Friday, December 9, 2011

The Rabbit's Revenge

“For by now I could have stretched out my hand and struck you and your people with a plague that would have wiped you off the earth.”  Exodus 9:15


A couple of weekends ago, my neighbor and I headed over to Claremore on a mission to visit Hoover’s Antique Mall.  I’d been in there a couple of months ago and saw some wooden signs with funny sayings that I thought would make good Christmas gifts. 

Like: “I’m so busy, I don’t know whether I’ve found a rope, or lost my horse.”  Ha ha!

After hitting Hoover’s and having lunch at The Pink House, we were just about ready to head home, but…  who could visit Claremore without hitting the Goodwill? 

Well, maybe you can, but I can’t.

“Since we’re so close….” I said. 

My neighbor was willing, so we headed on over.  I noticed when we pulled into the parking lot that it was completely full except for one space reserved for me.  Ok, I don’t really have my own parking spot, but there was just one hole left and I assumed it was for me. 

We go into the store and it is a frenzy of shoppers.  The sign on the door said “50% off all clothing sale”.  That explained the parking lot. 

I found several sweaters that beckoned me take them home to replace other Goodwill sweaters that have grown weary over the winters.  I found two red ones from Land’s End and Eddie Bauer, a brown one from Liz Claiborne, and a white one from a frou frou mall store who will remain nameless to protect the innocent. 

The white one was a turtleneck lovely that was as soft as a cloud.  Kind of felt like a rabbit.  I checked the tag….



Yep, sure enough, it WAS a rabbit! 

I loved it, but it seemed kind of hairy.  So I washed it with some unsuspecting other clothing items.  Yes, the tag says hand wash, but around here if you can’t make it through the washer and the dryer, then it is back to Goodwill you go.  Everything seemed okay when I placed said sweater in the dryer along with all its other new friends from the washing machine.  I had the forethought to assume it would be putting off a lot of fuzz so I checked the lint trap twice during its drying.  Both times it appeared that I had stuck a cat in the dryer.  A big, fat, fluffy, white cat… who was shedding profusely.

Little did I know…

I put all the laundry up into their respective places and then decided upon wearing my “new” sweater the following day.  I ignored the first few strands of fuzz that landed on my eyelashes as I pulled the thing over my head. 

As the day wore on, I noticed my nose tickling.  Then, as I was speaking with animated hands at Sunday school, I noticed that I was caught in a veritable whirlwind of fuzz trying to shove itself up my nose.  This was one hairy sweater!

I would not be deterred.  It was a nice sweater.  It fit me perfect and looked cute with my red snowman scarf I’d gotten from the dollar store.  I took it off as soon as I got home and threw it back in the laundry. 

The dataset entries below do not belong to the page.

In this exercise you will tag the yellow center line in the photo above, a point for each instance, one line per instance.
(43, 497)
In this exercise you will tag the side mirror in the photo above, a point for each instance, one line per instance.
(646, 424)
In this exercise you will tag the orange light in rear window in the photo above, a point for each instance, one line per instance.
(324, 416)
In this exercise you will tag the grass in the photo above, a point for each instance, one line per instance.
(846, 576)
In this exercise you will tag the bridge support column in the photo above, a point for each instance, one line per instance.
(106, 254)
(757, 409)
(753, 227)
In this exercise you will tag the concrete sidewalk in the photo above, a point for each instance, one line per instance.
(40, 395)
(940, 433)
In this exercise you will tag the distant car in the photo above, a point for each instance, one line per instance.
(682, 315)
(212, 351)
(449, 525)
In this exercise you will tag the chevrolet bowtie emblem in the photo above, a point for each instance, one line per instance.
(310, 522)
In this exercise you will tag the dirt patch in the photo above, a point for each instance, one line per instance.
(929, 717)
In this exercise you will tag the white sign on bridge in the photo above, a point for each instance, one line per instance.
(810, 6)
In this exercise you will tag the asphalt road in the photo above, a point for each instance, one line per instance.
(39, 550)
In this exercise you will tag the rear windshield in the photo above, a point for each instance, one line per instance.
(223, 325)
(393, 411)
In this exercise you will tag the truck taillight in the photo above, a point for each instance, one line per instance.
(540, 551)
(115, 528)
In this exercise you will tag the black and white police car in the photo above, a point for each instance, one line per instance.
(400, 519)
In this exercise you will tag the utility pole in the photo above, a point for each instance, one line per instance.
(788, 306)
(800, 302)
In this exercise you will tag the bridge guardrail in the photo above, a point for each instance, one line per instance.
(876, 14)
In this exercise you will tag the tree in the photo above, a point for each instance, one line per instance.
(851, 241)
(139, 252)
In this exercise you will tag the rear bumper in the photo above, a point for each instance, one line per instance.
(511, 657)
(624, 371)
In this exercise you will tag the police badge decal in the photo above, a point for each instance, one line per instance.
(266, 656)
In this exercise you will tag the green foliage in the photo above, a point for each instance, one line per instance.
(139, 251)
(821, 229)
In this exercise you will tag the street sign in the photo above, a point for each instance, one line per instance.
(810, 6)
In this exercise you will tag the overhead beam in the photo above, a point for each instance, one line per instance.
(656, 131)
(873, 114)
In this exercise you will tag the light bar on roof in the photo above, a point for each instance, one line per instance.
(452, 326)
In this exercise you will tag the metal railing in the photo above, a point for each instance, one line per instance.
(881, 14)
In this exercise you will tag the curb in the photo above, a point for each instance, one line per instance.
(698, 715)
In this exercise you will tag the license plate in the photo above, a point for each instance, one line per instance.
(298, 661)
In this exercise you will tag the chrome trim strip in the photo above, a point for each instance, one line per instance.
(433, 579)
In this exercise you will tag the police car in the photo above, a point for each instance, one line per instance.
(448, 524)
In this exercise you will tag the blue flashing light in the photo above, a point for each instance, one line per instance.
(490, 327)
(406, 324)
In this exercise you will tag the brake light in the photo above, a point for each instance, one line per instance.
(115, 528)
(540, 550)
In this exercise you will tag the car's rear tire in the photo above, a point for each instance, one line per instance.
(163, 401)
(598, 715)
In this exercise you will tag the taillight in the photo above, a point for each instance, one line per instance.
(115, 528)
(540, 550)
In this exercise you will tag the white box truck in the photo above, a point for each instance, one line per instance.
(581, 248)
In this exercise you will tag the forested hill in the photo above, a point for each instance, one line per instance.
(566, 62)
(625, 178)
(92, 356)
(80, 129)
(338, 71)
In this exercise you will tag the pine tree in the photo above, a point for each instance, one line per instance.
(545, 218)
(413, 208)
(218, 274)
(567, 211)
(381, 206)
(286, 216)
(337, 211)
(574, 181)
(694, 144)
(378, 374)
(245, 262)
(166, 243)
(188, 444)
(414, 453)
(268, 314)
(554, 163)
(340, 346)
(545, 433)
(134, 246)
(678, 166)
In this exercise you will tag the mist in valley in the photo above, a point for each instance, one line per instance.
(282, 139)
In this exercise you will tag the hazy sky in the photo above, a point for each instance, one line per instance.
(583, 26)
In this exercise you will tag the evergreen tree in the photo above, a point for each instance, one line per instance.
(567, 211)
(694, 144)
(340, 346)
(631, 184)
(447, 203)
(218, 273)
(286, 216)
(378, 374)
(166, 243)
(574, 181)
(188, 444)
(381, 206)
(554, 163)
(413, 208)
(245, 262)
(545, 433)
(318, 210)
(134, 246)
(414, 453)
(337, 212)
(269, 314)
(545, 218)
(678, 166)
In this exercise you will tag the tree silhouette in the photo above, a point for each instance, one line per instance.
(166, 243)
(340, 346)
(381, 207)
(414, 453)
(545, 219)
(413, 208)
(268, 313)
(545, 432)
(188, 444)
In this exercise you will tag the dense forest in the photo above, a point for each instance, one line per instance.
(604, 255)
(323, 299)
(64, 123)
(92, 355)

Monday passed and upon the arrival home of my husband, he asked me if I’d washed his shirt with something fuzzy.  His entire shirt was a veritable spider web of fuzz! 

Great.

Then I began to notice fuzz on my coat, on my undershirt, on my underwear!  It was as if I’d released a great fuzzy pestilence upon my household.    

I was still in denial that I could be beaten by a $2.50 sweater.  So I washed the sweater again, by itself, twice.  And I dried it… twice.  And each time it was as if the rabbit within was releasing more hair this time than the last.

But it was such a nice sweater. 

Yesterday, after wearing the sweater again, I resolved myself to the fact that some clothing articles should just stay at Goodwill.  After a day filled with pulling fuzz strands out of my nose and itching my eyes to clear away the cobwebs of fuzz, I placed the fuzzy sweater into my own Goodwill donation pile.  I hope it finds a good home, really, I do.  Maybe someone who will be willing to hand wash it this time.  Maybe it was my own fault for trying to change it into something it wasn’t meant to be.  Or maybe it was the company’s fault for using a rabbit to make a sweater in the first place.  Or maybe it was finally the white rabbit’s revenge.  What he had against me personally, I’ll never know. 

As for me, my days of angora are over.  After this rabbit sweater experience, I can only imagine what a mess an angora goat sweater could make.  (If you thought I was going to stop shopping at Goodwill, you’re sadly mistaken!)

May your days be fuzzy and bright, and may all your rabbit sweaters be white!